Evacuation of the ship was extremely difficult. Some lifeboats burned before they could be lowered. Two of the lifeboats were swamped, spilling their occupants into the sea; one when it was lowered only by one end, and the other when its davits broke off. Chains had rusted in many of the davits, making boats difficult or impossible to move. In the end, just over half of the lifeboats made it safely away from the Lakonia, some of them less than half full. Several people who dived overboard struck the side of the ship on the way down, killing them before they hit the water.
When all of the boats were away, there were still people adrift in the water and over 100 people left on board the burning ship. The Lakonia continued to burn fiercely and was rocked by violent explosions. Those who remained on board flocked to the glass-enclosed Agora Shopping Center at the stern of the ship. After several hours, the flames closed in on them, and they were forced to descend ropes and rope ladders into the ocean. The port and starboard gangways were lowered as well, and people walked down the gangways single file into the sea.
At 3:30 a.m., four hours after the first distress call, the 495-foot (151 m) Argentine passenger ship Salta arrived on the scene. The Salta, under the command of Captain José Barrere, had been on its way from Genoa, Italy to Buenos Aires. The 440-foot (130 m) British tanker Montcalm arrived half an hour later at 4:00 a.m. The majority of the survivors were saved by these two ships. The Salta rescued 475 people and took aboard most of Lakonia’s lifeboats.
In the hours that followed, the Belgian ship Charlesville, the Brazilian freighter Rio Grande, the British passenger ship Stratheden and the Panamanian freighter Mehdi all arrived to take part in the rescue. Each of the rescue vessels dispatched boats to pluck survivors from the water. Also, four United States Air Force C-54 planes were sent from the Lajes Air Base in the Azores.
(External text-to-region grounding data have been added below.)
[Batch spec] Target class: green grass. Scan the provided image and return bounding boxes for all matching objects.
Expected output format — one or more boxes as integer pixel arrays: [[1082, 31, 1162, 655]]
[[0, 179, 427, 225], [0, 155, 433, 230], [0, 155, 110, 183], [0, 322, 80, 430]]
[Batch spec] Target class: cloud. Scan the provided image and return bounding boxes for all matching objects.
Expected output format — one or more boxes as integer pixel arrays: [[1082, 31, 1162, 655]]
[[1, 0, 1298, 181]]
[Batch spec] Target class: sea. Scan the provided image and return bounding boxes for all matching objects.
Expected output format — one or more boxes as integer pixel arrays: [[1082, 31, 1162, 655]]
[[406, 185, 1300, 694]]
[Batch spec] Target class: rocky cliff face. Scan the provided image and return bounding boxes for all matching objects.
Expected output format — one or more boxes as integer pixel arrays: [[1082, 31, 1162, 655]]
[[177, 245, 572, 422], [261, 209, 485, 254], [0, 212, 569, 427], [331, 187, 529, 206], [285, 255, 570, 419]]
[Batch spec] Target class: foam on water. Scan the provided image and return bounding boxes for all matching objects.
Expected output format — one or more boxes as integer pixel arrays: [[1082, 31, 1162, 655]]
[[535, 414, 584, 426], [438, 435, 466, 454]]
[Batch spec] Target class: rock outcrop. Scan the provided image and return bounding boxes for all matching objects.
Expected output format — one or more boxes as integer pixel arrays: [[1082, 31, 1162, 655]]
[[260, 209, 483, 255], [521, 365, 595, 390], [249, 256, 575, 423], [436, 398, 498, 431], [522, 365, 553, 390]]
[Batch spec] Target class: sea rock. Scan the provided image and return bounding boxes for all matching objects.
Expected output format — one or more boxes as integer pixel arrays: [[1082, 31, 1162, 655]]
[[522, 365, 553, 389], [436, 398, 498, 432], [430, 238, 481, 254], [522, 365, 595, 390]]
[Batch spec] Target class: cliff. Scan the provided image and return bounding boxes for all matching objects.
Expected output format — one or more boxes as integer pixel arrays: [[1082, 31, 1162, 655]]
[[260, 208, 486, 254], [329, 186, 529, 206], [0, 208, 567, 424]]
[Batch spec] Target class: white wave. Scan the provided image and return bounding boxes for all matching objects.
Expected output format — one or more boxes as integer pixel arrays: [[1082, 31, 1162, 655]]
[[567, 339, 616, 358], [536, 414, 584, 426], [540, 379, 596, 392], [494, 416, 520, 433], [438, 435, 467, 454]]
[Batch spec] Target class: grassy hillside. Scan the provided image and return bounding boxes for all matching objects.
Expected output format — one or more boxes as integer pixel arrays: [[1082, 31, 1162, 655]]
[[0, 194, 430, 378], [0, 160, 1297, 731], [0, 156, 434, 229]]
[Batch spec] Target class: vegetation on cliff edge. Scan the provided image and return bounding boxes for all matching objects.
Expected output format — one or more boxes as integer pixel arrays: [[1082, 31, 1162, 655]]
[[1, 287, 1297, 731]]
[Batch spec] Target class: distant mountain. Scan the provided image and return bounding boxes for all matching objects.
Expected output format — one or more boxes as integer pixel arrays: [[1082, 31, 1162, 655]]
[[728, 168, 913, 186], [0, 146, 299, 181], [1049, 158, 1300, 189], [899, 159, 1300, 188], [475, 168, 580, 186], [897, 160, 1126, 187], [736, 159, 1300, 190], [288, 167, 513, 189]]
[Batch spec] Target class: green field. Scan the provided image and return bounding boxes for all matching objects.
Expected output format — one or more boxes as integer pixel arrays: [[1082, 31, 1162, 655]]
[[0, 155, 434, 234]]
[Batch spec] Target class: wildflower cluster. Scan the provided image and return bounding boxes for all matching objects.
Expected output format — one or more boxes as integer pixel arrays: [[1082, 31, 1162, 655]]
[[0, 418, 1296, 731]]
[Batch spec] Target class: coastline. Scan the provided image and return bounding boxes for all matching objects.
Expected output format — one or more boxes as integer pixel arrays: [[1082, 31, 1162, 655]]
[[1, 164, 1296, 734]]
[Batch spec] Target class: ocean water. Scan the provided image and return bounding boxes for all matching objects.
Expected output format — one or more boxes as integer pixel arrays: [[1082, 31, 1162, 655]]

The planes dropped flares, life jackets, life rafts and survival kits to people in the water.
A total of 128 people died in the Lakonia disaster, of which 95 were passengers and 33 were crew members. Only 53 people were killed in the actual fire. The rest died from exposure, drowning and injuries sustained while diving overboard
Lakonia had originally been the Johan van Oldenbarnevelt operated by Netherland Line and later by Holland America Line.